Re: Sachs 505/1D Low End Bog Saga (after warm) - need help

Doesnt matter on 2 vs 1 wire. Did you try a new condenser they act funny after warm up as well. External mount for the win.

Cracks on coil...

Clean grounds to frame... (edited)

Re: Sachs 505/1D Low End Bog Saga (after warm) - need help

yea there can be 2 wires on th econdenser, really the difference with the diagram winds up being where the split is to #2. Right, so that wire condenser to points then out to plug connector that Y's off the top of the points, it sounds like for you that Y is on the condenser top, no diffrerence in function. all in contact, just varying where they tocuh

Re: Sachs 505/1D Low End Bog Saga (after warm) - need help

Thanks Pat and Willd. Good to know for sure. I'll double check it follows that same path you described.
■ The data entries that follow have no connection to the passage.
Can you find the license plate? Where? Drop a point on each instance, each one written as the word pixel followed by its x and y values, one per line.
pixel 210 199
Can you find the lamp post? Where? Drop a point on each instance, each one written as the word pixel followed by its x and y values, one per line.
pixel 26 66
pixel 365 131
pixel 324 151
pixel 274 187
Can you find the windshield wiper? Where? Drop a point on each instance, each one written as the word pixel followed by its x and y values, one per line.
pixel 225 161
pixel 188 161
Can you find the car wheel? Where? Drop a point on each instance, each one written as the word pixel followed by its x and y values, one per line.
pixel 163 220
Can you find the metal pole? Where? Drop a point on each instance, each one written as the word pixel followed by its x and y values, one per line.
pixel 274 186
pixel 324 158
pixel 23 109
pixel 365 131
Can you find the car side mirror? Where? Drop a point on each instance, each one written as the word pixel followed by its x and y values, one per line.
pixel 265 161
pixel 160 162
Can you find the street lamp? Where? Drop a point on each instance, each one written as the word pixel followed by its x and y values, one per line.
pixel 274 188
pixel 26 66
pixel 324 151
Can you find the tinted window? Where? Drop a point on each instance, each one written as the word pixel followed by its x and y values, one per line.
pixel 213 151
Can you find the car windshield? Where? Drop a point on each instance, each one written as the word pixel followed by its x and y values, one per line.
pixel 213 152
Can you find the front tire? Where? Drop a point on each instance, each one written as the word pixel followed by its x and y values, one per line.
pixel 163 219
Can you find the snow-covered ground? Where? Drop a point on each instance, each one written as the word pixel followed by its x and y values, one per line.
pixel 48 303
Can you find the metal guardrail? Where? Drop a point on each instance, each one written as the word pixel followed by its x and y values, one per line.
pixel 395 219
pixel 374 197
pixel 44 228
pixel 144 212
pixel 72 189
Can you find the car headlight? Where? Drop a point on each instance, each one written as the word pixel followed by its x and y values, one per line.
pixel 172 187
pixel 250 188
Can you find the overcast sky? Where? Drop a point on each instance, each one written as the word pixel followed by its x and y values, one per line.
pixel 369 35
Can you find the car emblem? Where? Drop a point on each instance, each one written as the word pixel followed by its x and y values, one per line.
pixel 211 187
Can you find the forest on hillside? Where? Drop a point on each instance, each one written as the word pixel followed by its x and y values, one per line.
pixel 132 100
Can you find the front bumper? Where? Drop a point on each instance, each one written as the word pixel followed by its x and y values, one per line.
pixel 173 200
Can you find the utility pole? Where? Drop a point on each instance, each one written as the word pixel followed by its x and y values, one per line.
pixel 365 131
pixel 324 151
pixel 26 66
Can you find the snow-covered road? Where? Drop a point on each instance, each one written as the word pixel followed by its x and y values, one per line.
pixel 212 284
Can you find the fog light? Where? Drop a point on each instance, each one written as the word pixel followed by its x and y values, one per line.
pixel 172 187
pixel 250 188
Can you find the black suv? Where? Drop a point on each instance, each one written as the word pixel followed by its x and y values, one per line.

And yeah, the condenser was installed new last summer.

Re: Sachs 505/1D Low End Bog Saga (after warm) - need help

I have wasted way too much time fiddling with a 505 1C, just as an experiment ya know.

There are some great suggestions here already but I'd focus on:

Timing 17°-19° I used the no flywheel key method

Lean the carb a bit, but my biggest suggestion would be to lose the foam air filter. Go with either the Puch rubber and mesh filter or experiment with the jbot shampoo air box method.

I tried the Puch MLM velocity stack filter and it didn't seem to like the restrictive foam element. I might try some fiberglass window screen.

Re: Sachs 505/1D Low End Bog Saga (after warm) - need help

I also had problems with old exterior coils. I had a few that worked, never failed, but when swapped out with new it affected the jetting. Drove me crazy learning to tune a clone phbg on a non Sachs ped.

Re: Sachs 505/1D Low End Bog Saga (after warm) - need help

♣Slew Foot♣ /

It's the backscavenging the carb always needs a little restriction.

Re: Sachs 505/1D Low End Bog Saga (after warm) - need help

Thanks Frank and Slew Foot.

I'm currently running the bing hi-flow foam filter

https://www.treatland.tv/bing-air-filter-p/puch-bing-black-foam-filter.htm

Seems everyone is in agreement about the timing needing to be 17 deg.

I'll definitely go for that.

Also noticing consistent blow by on the piston, so I'm going to swap that out for a new Meteor Single Ring piston (and ring).

Didn't think about the coil, figured that would just fail if it was malfunctioning. I'll take a look into that too.

Thanks guys!

Re: Sachs 505/1D Low End Bog Saga (after warm) - need help

♣Slew Foot♣ /

Shits and giggles...

Run 3/4 marvel mystery oil to 1/4 synthetic atf. Blaster oil.

It might be glazing of the clutch the mmo will make it slip to higher rpms before engagement w/o glazing.